Additionally, many private foundations help Dreamers pay for school with merit or demographic-based scholarships. Top awards for undocumented students include:

  1. The Hispanic Scholarship Fund: This organization provides a number of scholarships to students of Hispanic heritage, whether they’re American citizens, green card holders, DACA or non-citizens.
  2. The Dream.Us Scholarship Program: Created specifically for DACA and Temporary Protection Status students, these awards provide funding to first-time college students. They may receive up to $12,500 for an associate degree and $25,000 for a bachelor’s degree.
  3. The Point Foundation: Though not an award targeted towards undocumented students, the Point Foundation’s scholarships go to LGBTQ students or their allies, regardless of citizenship status.
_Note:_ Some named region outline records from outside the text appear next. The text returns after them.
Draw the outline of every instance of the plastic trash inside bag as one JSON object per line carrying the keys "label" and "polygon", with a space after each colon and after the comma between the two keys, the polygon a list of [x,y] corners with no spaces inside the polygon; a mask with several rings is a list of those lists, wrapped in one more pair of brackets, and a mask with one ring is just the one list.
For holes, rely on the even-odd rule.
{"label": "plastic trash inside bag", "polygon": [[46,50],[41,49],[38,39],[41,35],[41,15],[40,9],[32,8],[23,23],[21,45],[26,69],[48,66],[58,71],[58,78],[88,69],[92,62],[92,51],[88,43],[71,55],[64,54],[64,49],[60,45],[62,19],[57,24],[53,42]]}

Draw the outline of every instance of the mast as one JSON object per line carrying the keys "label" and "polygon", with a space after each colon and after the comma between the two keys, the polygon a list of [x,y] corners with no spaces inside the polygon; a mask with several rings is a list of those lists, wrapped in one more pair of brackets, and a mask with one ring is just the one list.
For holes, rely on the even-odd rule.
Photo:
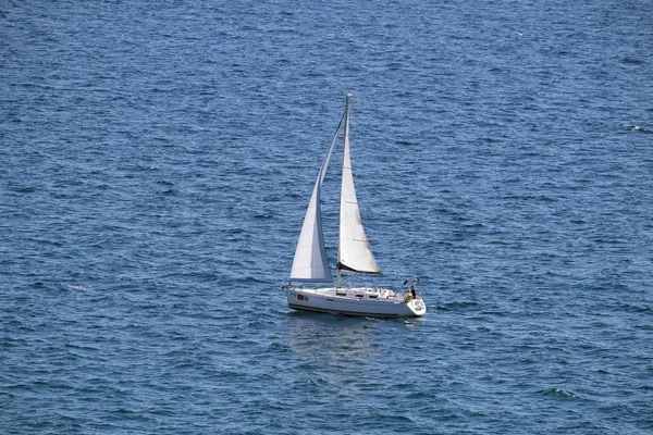
{"label": "mast", "polygon": [[304,283],[330,283],[332,282],[331,271],[329,269],[329,260],[326,259],[326,250],[324,248],[324,236],[322,233],[322,208],[320,204],[322,196],[322,183],[326,175],[329,161],[335,148],[337,134],[343,124],[343,120],[337,124],[337,128],[333,135],[329,152],[320,166],[318,179],[313,186],[312,195],[304,216],[304,224],[295,258],[293,260],[293,269],[291,270],[291,281]]}
{"label": "mast", "polygon": [[343,152],[343,174],[340,211],[340,236],[337,247],[337,286],[341,284],[341,271],[354,273],[381,274],[374,260],[370,244],[362,227],[349,149],[349,114],[352,112],[352,94],[347,94],[345,102],[345,144]]}

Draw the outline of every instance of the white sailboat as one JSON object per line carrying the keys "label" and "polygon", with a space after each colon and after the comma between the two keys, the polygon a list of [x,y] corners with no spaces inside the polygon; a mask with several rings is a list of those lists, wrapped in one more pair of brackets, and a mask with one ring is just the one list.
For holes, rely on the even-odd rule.
{"label": "white sailboat", "polygon": [[[322,182],[335,148],[337,135],[343,121],[338,124],[329,152],[322,162],[316,181],[304,225],[297,243],[289,283],[282,288],[286,293],[288,307],[295,310],[332,312],[346,315],[367,316],[419,316],[427,312],[427,307],[414,287],[408,290],[404,282],[404,290],[393,291],[375,287],[352,287],[352,278],[356,274],[381,274],[374,260],[370,244],[365,234],[356,190],[352,174],[349,150],[349,113],[352,111],[352,94],[346,96],[345,132],[342,171],[342,191],[340,210],[340,237],[337,250],[336,285],[324,288],[304,288],[301,283],[332,283],[329,260],[324,249],[322,233],[322,215],[320,197]],[[343,273],[346,279],[343,282]],[[418,283],[419,279],[415,279]]]}

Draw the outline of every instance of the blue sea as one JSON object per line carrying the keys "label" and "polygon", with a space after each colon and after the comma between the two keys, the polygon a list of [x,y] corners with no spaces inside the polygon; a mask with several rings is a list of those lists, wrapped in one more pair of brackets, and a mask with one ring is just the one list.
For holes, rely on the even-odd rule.
{"label": "blue sea", "polygon": [[[0,433],[653,433],[651,11],[2,1]],[[280,289],[346,92],[424,318]]]}

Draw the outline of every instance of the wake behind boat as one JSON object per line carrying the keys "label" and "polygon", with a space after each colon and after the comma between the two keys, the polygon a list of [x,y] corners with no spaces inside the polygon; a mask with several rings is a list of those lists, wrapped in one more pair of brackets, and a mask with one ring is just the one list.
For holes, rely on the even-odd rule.
{"label": "wake behind boat", "polygon": [[[352,159],[349,149],[349,114],[352,94],[347,94],[344,114],[344,151],[340,210],[340,237],[337,250],[337,282],[335,287],[303,288],[297,283],[331,283],[331,270],[324,249],[321,215],[322,183],[329,167],[331,154],[335,148],[341,120],[329,152],[322,162],[316,181],[304,225],[297,243],[291,281],[282,288],[286,293],[288,307],[295,310],[333,312],[347,315],[368,316],[419,316],[427,312],[423,299],[411,286],[403,291],[374,287],[352,287],[352,278],[357,274],[381,274],[381,269],[370,249],[360,219],[360,210],[354,188]],[[342,282],[342,273],[347,274]],[[418,283],[419,279],[415,279]],[[409,281],[406,281],[406,285]]]}

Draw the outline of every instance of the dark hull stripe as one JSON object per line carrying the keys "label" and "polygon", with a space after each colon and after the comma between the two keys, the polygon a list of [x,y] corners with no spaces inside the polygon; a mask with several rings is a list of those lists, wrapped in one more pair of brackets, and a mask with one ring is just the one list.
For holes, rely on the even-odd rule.
{"label": "dark hull stripe", "polygon": [[366,312],[360,312],[360,311],[328,310],[324,308],[297,306],[294,303],[288,303],[288,307],[291,307],[293,310],[325,312],[325,313],[343,314],[343,315],[362,315],[366,318],[398,318],[399,316],[399,314],[372,314],[372,313],[366,313]]}

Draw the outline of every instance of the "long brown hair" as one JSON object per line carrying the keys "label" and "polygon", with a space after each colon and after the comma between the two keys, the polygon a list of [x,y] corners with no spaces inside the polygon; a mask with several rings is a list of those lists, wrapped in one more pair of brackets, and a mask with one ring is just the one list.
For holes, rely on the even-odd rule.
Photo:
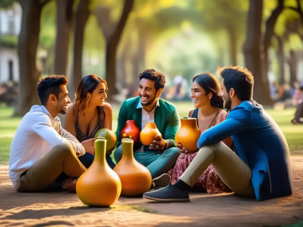
{"label": "long brown hair", "polygon": [[104,83],[107,90],[106,81],[100,77],[94,74],[89,74],[83,77],[78,86],[76,92],[74,107],[75,111],[78,114],[85,108],[88,93],[92,93],[97,85],[100,83]]}
{"label": "long brown hair", "polygon": [[210,104],[214,107],[223,109],[223,98],[218,95],[221,90],[220,84],[217,78],[211,73],[203,73],[197,75],[192,79],[192,82],[196,82],[204,90],[206,94],[212,93]]}

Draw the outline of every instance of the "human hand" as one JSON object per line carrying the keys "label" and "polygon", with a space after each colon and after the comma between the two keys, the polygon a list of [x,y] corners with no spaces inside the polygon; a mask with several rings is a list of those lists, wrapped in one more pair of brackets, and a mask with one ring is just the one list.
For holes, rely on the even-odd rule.
{"label": "human hand", "polygon": [[190,151],[187,148],[186,148],[183,146],[182,144],[180,142],[178,142],[178,144],[177,145],[177,147],[179,148],[179,149],[182,153],[184,153],[185,154],[189,154],[190,153],[195,153],[198,151],[199,149],[197,148],[197,150]]}
{"label": "human hand", "polygon": [[157,135],[149,145],[149,148],[152,150],[158,150],[164,151],[166,146],[166,141],[163,139],[161,135]]}
{"label": "human hand", "polygon": [[81,142],[86,153],[89,153],[95,155],[95,138],[92,138]]}
{"label": "human hand", "polygon": [[188,150],[185,147],[183,147],[182,143],[181,142],[178,142],[178,144],[177,145],[177,147],[179,148],[182,153],[185,153],[185,154],[187,153]]}

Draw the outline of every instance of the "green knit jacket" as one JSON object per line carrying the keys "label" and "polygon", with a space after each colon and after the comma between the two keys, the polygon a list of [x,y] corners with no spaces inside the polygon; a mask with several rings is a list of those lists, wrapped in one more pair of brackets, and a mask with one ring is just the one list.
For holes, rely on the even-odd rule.
{"label": "green knit jacket", "polygon": [[[117,146],[121,144],[120,132],[125,127],[126,121],[134,120],[136,125],[141,131],[142,129],[142,108],[137,109],[140,101],[140,97],[137,96],[127,99],[123,102],[120,108],[118,117],[118,126],[116,135]],[[175,106],[172,103],[162,99],[159,99],[159,106],[155,110],[155,123],[160,131],[162,138],[167,142],[167,148],[175,147],[175,137],[180,128],[180,117]],[[138,150],[142,146],[139,140],[134,145],[134,151]],[[148,146],[144,146],[144,151],[155,151],[148,148]]]}

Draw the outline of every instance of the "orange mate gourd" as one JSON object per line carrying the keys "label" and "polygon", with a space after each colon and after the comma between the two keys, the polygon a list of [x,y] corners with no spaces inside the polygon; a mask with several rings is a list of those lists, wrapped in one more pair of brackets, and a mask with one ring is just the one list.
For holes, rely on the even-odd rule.
{"label": "orange mate gourd", "polygon": [[121,140],[122,158],[114,168],[121,180],[122,196],[141,195],[149,190],[152,175],[146,167],[134,157],[134,141],[129,138]]}
{"label": "orange mate gourd", "polygon": [[184,117],[180,120],[181,127],[175,137],[176,143],[178,144],[180,142],[189,151],[198,151],[197,143],[201,133],[197,123],[197,119]]}
{"label": "orange mate gourd", "polygon": [[155,139],[155,136],[161,133],[154,122],[148,122],[140,133],[140,140],[143,145],[149,146]]}
{"label": "orange mate gourd", "polygon": [[106,140],[97,137],[94,161],[79,178],[76,185],[77,195],[87,205],[108,206],[117,201],[121,193],[120,179],[105,159],[106,146]]}

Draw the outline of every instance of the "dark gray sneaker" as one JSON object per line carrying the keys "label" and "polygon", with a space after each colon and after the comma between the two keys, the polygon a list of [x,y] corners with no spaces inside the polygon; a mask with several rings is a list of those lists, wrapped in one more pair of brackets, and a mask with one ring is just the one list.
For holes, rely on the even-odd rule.
{"label": "dark gray sneaker", "polygon": [[143,198],[161,202],[189,202],[190,201],[187,191],[179,190],[170,183],[165,187],[145,192],[143,194]]}
{"label": "dark gray sneaker", "polygon": [[163,173],[152,179],[152,185],[155,188],[162,188],[169,184],[170,182],[170,176],[167,173]]}

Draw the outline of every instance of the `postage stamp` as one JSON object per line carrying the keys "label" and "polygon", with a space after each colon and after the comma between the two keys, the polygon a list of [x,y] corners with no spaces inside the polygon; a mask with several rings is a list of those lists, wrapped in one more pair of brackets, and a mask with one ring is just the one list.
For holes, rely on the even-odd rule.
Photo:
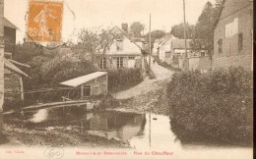
{"label": "postage stamp", "polygon": [[63,2],[30,0],[27,23],[28,41],[60,42]]}

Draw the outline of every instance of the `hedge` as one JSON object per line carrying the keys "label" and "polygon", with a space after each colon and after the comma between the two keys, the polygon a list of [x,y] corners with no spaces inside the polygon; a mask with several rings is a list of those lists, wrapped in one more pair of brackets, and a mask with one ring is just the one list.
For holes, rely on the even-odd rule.
{"label": "hedge", "polygon": [[176,73],[167,95],[172,124],[215,140],[252,144],[252,72]]}

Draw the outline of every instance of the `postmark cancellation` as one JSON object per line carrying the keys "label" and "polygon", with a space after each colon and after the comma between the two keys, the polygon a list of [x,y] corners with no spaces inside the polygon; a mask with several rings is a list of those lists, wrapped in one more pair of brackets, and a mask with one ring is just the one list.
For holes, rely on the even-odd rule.
{"label": "postmark cancellation", "polygon": [[61,41],[63,1],[29,0],[27,40]]}

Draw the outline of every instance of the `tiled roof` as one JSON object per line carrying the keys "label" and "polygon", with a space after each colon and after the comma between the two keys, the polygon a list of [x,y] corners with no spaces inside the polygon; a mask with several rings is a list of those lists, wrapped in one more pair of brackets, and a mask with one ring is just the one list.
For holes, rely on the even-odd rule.
{"label": "tiled roof", "polygon": [[6,18],[4,18],[4,26],[11,27],[11,28],[18,29],[18,27],[14,24],[12,24],[10,21],[8,21]]}
{"label": "tiled roof", "polygon": [[[191,39],[187,39],[187,48],[191,48],[190,42]],[[185,48],[185,39],[173,39],[172,40],[172,47],[174,49],[184,49]]]}
{"label": "tiled roof", "polygon": [[11,70],[12,72],[15,72],[16,74],[19,74],[19,75],[22,75],[22,76],[25,76],[25,77],[29,78],[29,76],[26,73],[21,71],[18,67],[16,67],[13,63],[11,63],[7,59],[4,59],[4,67],[6,69]]}

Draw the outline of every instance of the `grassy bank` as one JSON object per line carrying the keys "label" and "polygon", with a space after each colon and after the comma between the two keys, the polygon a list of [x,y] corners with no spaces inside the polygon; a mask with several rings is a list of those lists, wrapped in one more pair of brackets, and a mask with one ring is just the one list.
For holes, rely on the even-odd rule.
{"label": "grassy bank", "polygon": [[179,139],[186,140],[192,132],[226,143],[252,144],[252,76],[242,68],[175,74],[167,88],[172,127],[188,131],[178,132]]}
{"label": "grassy bank", "polygon": [[[13,125],[3,125],[4,140],[0,144],[27,146],[64,146],[127,148],[127,144],[96,134],[82,134],[77,130],[56,128],[52,131],[28,130]],[[2,138],[0,138],[2,139]]]}

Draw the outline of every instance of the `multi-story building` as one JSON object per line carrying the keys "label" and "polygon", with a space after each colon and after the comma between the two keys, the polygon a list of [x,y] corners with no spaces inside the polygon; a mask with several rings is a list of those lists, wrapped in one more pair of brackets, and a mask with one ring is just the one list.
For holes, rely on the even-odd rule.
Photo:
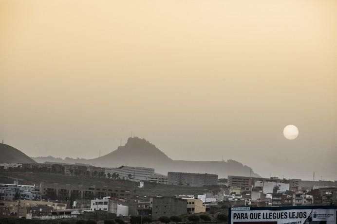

Aside from the information presented in this guide, innumerable governmental agencies, college offices, nonprofits and other foundations are helping undocumented college students fulfill their dreams of attending college and furthering their education. Some of the best resources available include:

  1. 5 Facts Undocumented Students Need to Know About the DREAM Act: This helpful article from USA Today analyzes the ramifications of the latest DREAM Act legislation.
  2. College Board: The College Board has an entire section of their website devoted to answering questions and providing information to undocumented students looking to attend college. Their first-person stories from undocumented students who attended college are particularly encouraging.
  3. Counselor Guide to Resources for Undocumented Students: The Illinois Coalition for Immigrant and Refugee Rights provided this guide, but it contains helpful information for counselors looking to provide guidance to undocumented students.
  4. Parents: How to Support College-Bound Undocumented Students: Provided by the Educators for Fair Consideration, this comprehensive resource helps parents learn about how they can help their children achieve their dreams, and what the process looks like.
  5. MALDEF: Operating as the legal voice of Latinos for Civil Rights in America, this non-profit works to ensure all Latinos living in America – citizens or otherwise – know their rights and are treated fairly. Their website has a special section about education access.
  6. National Conference of State Legislatures: Students looking to learn more about the state-by-state laws on in-state tuition and available state funding can do so here.
  7. QuestBridge: Endeavoring to bring the nation’s best colleges and brightest low-income students together, QuestBridge seeks to eliminate financial obstacles for students dreaming of a premier education.
  8. College Board’s Repository of Resources for Undocumented Students: This expansive document provides helpful resources related to admissions, financial aid and student organizations catering to undocumented students across the nation.
  9. Resource Guide: Supporting Undocumented Youth: The U.S. Department of Education compiled this report to help school leaders, educators and community organizations learn about current legislation and discover how they can best support undocumented students.
  10. United We Dream: Led by 100,000 immigrant youths and their allies, United We Dream advocates for the rights and dignity of undocumented and immigrant young people across the nation.